The AUD/USD pair retreats a few pips from over a one-week high touched earlier this Tuesday and trades just below the 0.6700 mark during the first half of the European session, still up over 1% for the day.
The Australian Dollar (AUD) strengthens across the board in reaction to the Reserve Bank of Australia’s (RBA) surprise 25 bps rate hike and hawkish outlook. The Australian central bank indicated that some further tightening of monetary policy might be required to ensure that inflation returns to target in a reasonable timeframe. This, in turn, prompts an aggressive short-covering rally around the AUD/USD pair, though the momentum loses steam near the 0.6715 area.
The US Dollar (USD) reverses an intraday dip. It holds steady near a two-week high set earlier this Tuesday amid expectations for additional 25 bps lift-off at the end of Wednesday’s two-day FOMC monetary policy meeting. The bets were reaffirmed by the US ISM PMI report released on Monday, which showed that business activity in the manufacturing sector pulled off a three-year low in April and that there was a build-up of inflation pressures last month.

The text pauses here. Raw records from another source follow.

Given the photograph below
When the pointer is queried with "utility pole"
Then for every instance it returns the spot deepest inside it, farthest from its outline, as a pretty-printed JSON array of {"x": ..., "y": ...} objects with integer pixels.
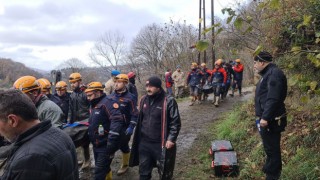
[
  {"x": 199, "y": 36},
  {"x": 213, "y": 36}
]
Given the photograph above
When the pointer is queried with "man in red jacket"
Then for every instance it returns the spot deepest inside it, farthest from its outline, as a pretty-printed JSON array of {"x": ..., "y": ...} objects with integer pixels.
[{"x": 238, "y": 75}]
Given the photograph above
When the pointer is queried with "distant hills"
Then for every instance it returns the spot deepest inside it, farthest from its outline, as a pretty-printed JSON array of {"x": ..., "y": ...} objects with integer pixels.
[{"x": 11, "y": 71}]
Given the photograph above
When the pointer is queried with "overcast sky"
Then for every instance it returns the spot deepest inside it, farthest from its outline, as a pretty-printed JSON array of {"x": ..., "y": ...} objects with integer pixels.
[{"x": 43, "y": 33}]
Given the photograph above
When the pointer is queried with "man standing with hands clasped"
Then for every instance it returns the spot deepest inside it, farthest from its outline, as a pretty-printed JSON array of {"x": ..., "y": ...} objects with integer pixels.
[
  {"x": 154, "y": 142},
  {"x": 270, "y": 109}
]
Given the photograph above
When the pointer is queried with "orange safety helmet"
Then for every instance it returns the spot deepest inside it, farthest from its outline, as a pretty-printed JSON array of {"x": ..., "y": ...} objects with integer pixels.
[
  {"x": 122, "y": 78},
  {"x": 218, "y": 62},
  {"x": 94, "y": 86},
  {"x": 26, "y": 84},
  {"x": 74, "y": 77},
  {"x": 131, "y": 75},
  {"x": 194, "y": 65},
  {"x": 61, "y": 85},
  {"x": 44, "y": 84}
]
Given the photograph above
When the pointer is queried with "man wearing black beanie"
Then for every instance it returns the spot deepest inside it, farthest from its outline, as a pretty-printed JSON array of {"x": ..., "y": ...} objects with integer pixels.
[
  {"x": 270, "y": 110},
  {"x": 154, "y": 141}
]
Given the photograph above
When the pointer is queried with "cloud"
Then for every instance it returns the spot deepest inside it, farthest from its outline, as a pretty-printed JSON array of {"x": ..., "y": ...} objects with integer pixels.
[{"x": 70, "y": 22}]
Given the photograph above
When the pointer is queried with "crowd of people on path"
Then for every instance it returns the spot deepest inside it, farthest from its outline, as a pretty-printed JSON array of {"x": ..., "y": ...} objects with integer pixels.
[
  {"x": 202, "y": 81},
  {"x": 33, "y": 125},
  {"x": 33, "y": 121}
]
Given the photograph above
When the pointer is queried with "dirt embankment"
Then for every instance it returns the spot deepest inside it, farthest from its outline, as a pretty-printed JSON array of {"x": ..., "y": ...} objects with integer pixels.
[{"x": 194, "y": 119}]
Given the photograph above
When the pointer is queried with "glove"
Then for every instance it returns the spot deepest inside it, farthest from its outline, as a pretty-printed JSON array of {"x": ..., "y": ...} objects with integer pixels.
[{"x": 129, "y": 130}]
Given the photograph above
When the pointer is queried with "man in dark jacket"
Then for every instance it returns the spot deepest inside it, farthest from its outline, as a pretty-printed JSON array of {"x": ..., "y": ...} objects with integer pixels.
[
  {"x": 39, "y": 151},
  {"x": 64, "y": 96},
  {"x": 270, "y": 109},
  {"x": 128, "y": 108},
  {"x": 47, "y": 110},
  {"x": 79, "y": 110},
  {"x": 154, "y": 142},
  {"x": 194, "y": 81},
  {"x": 132, "y": 85},
  {"x": 106, "y": 126}
]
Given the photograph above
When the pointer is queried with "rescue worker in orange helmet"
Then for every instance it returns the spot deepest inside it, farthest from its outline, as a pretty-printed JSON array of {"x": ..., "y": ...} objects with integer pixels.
[
  {"x": 193, "y": 81},
  {"x": 128, "y": 107},
  {"x": 238, "y": 76},
  {"x": 47, "y": 110},
  {"x": 106, "y": 127},
  {"x": 218, "y": 81},
  {"x": 79, "y": 110}
]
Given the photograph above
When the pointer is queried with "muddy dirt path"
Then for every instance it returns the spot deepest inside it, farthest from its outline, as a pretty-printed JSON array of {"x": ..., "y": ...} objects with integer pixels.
[{"x": 194, "y": 119}]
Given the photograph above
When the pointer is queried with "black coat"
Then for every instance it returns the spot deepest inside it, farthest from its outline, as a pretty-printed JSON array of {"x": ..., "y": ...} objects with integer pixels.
[
  {"x": 42, "y": 152},
  {"x": 271, "y": 92},
  {"x": 172, "y": 124}
]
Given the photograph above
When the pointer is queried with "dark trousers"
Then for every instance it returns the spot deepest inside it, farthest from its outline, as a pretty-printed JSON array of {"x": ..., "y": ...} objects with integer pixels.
[
  {"x": 102, "y": 163},
  {"x": 149, "y": 154},
  {"x": 271, "y": 143}
]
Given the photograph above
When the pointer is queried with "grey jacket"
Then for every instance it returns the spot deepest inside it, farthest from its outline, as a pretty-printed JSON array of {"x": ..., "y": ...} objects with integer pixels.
[{"x": 48, "y": 110}]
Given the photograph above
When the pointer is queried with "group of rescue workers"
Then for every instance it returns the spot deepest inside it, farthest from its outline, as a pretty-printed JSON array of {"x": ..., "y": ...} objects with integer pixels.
[
  {"x": 203, "y": 81},
  {"x": 111, "y": 114}
]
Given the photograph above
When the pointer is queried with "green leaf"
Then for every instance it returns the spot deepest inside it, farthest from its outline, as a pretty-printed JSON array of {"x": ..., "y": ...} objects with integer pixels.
[
  {"x": 306, "y": 21},
  {"x": 229, "y": 19},
  {"x": 313, "y": 85},
  {"x": 275, "y": 4},
  {"x": 249, "y": 19},
  {"x": 202, "y": 45},
  {"x": 293, "y": 81},
  {"x": 257, "y": 50},
  {"x": 290, "y": 65},
  {"x": 238, "y": 22},
  {"x": 249, "y": 29},
  {"x": 304, "y": 99},
  {"x": 296, "y": 49},
  {"x": 219, "y": 31}
]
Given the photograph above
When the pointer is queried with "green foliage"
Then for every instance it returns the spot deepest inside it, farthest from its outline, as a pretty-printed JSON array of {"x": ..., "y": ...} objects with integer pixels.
[
  {"x": 202, "y": 45},
  {"x": 275, "y": 4},
  {"x": 306, "y": 21}
]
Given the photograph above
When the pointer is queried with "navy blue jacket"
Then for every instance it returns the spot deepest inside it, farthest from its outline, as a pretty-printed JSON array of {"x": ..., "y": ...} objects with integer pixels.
[
  {"x": 106, "y": 112},
  {"x": 128, "y": 106},
  {"x": 133, "y": 90}
]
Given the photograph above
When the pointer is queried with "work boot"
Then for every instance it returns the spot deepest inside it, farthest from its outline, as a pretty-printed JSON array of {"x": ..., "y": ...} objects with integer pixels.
[
  {"x": 109, "y": 175},
  {"x": 214, "y": 100},
  {"x": 86, "y": 154},
  {"x": 125, "y": 164},
  {"x": 217, "y": 101}
]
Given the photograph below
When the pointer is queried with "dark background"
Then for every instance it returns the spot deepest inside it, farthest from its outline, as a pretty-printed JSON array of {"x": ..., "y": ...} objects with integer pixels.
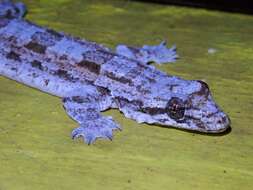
[{"x": 242, "y": 6}]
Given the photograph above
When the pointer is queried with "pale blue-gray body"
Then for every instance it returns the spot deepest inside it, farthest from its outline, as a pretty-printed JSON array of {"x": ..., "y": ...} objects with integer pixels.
[{"x": 91, "y": 78}]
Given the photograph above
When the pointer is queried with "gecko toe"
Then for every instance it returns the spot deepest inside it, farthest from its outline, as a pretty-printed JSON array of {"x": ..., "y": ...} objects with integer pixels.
[{"x": 100, "y": 128}]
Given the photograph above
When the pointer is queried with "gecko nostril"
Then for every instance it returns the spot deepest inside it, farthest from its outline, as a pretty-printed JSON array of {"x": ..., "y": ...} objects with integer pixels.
[{"x": 203, "y": 84}]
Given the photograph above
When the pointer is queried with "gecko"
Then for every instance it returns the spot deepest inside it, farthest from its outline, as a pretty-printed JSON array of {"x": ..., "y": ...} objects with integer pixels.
[{"x": 91, "y": 78}]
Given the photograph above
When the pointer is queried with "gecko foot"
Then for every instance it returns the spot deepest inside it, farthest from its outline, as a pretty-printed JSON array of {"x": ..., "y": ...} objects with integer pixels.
[{"x": 100, "y": 128}]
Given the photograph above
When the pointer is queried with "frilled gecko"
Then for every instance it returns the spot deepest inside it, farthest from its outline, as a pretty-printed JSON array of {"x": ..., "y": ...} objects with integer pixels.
[{"x": 90, "y": 78}]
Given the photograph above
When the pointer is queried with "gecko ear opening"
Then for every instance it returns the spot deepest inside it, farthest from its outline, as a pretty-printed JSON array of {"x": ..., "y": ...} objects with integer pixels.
[{"x": 176, "y": 108}]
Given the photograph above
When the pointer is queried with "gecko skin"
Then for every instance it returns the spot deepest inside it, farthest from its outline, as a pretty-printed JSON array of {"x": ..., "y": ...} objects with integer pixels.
[{"x": 90, "y": 78}]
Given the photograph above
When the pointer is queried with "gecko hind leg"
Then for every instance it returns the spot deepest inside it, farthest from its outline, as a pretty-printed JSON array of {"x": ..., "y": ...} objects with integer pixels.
[
  {"x": 146, "y": 54},
  {"x": 92, "y": 124}
]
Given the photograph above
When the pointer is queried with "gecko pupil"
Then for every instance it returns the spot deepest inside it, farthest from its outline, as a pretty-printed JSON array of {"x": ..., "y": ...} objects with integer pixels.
[{"x": 176, "y": 108}]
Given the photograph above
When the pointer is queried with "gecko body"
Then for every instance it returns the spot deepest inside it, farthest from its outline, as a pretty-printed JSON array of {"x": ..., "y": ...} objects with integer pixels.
[{"x": 90, "y": 78}]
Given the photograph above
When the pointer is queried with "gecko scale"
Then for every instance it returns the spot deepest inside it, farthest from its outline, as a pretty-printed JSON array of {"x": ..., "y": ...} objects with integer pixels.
[{"x": 90, "y": 78}]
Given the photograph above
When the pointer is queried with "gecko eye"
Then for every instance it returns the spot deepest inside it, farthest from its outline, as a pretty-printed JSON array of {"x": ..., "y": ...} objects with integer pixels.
[{"x": 176, "y": 108}]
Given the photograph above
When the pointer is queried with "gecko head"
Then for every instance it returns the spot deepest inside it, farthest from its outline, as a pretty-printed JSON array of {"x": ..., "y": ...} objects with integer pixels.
[
  {"x": 192, "y": 108},
  {"x": 11, "y": 10}
]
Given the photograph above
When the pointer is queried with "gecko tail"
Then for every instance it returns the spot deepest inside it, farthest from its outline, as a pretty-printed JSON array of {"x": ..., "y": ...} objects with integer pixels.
[{"x": 11, "y": 10}]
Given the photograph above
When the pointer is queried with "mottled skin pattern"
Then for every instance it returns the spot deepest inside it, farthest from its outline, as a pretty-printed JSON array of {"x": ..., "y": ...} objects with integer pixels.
[{"x": 90, "y": 78}]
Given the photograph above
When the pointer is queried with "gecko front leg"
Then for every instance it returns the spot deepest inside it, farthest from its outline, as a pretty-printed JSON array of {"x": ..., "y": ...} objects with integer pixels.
[{"x": 86, "y": 111}]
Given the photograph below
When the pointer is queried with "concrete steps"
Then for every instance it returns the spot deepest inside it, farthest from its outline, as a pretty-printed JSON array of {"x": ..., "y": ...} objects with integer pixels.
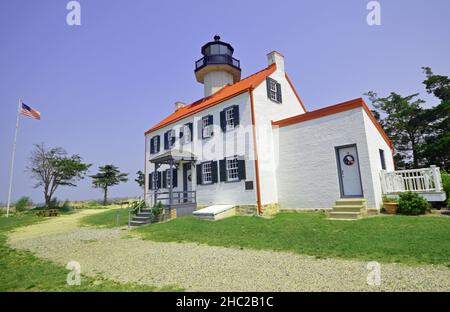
[{"x": 348, "y": 209}]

Meanwhile, the prospects for further policy tightening by the Federal Reserve (Fed) add to worries about economic headwinds stemming from rising borrowing costs. This, in turn, tempers investors’ appetite for riskier assets, which is evident from a softer tone around the equity markets. The anti-risk flow benefits the Greenback’s relative safe-haven status and keeps a lid on any further gains for the AUD/USD pair, at least for now.
The markets, however, now expect that the US central bank will signal a pause in its rate-hiking cycle beyond May. This might hold back the USD bulls from placing aggressive bets and continue to act as a tailwind for the AUD/USD pair ahead of the highly-anticipated FOMC decision, scheduled to be announced on Wednesday. In the meantime, traders on Tuesday will take cues from the release of the US JOLTS Job Openings data, due later during the early North American session.